You are squarely stuck in the podiatry trap. Huge debt. Can't make money to break free. Desperately trying to get cases.

Welcome to the forum. If you want to make a difference - share your personal experience. Talk about what you went through. Talk about your job applications and experiences. There's some missing nuance and substance that at times I wish more people had, but nothing speaks to people like telling your story. We should be generating a fraction of the DPMs we currently are a year.
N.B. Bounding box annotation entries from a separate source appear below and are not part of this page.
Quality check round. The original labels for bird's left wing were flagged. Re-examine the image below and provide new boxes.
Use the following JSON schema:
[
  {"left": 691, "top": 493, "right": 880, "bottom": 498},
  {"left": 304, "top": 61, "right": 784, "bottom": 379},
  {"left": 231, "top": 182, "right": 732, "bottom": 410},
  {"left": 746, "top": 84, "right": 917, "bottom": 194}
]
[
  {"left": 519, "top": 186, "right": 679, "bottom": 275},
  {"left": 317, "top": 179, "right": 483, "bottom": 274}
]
People used to say 1:30,000 was a good ratio for a pod. That's garbage. My ratio is better than that and I still suffered to get going. I wanted to make a practice like that of my residency. I still haven't.
Is 1:30,000 even possible?
 
Sorry for being a bit negative here, but I need to vent, want any advice, and want to make any juniors and pre-pods aware.
I am having absolutely terrible luck finding a decent job. By decent I mean pays about $200K and allows for full scope. I'm just about done a PMSR/RRA-36 at a trauma center - I've done everything from hammertoes and wound care to TARS, trimalls, and calc fxs. I've worked with vascular, hand, plastics, trauma, etc. I've made friends in all these specialties, with PAs/NPs, RNs, etc. Everyone of those is/will make more $ than us. Like the travel RN making (I kid you not) $20K a month. Or the PA making $185K. Or my ortho buddy's coming out with $500-750K starting salaries. With retention, signing, and relocation bonuses.
95% of the jobs I've found over the last 14 months (yes I started looking last winter) have been $100-125K, no bonuses (heck, one place even wants me to cover my own malpractice and EPIC), and bunions and hammertoes 2 times a months.
I am feeling absolutely dejected. Like we're all being scammed. At this rate I can't afford to start a family or help my elderly parents. Nor will I being able to practice the skills I've brutalized myself over the past 3 years to acquire.
Just feeling very hopeless.
Thoughts? Comments?

Yeah Tbh what kills me is those sleepless nights because of call for three years or staying up late losing my youth studying for exams to only come out with more debt, more stress, less money/equity than my friends who just did something with their bachelors degree. I'm coming out making 100-125k when a lot of them are in that ball park without the extra schooling/training and already bought homes etc. Don't forget the vacations they've taken which I won't be able too.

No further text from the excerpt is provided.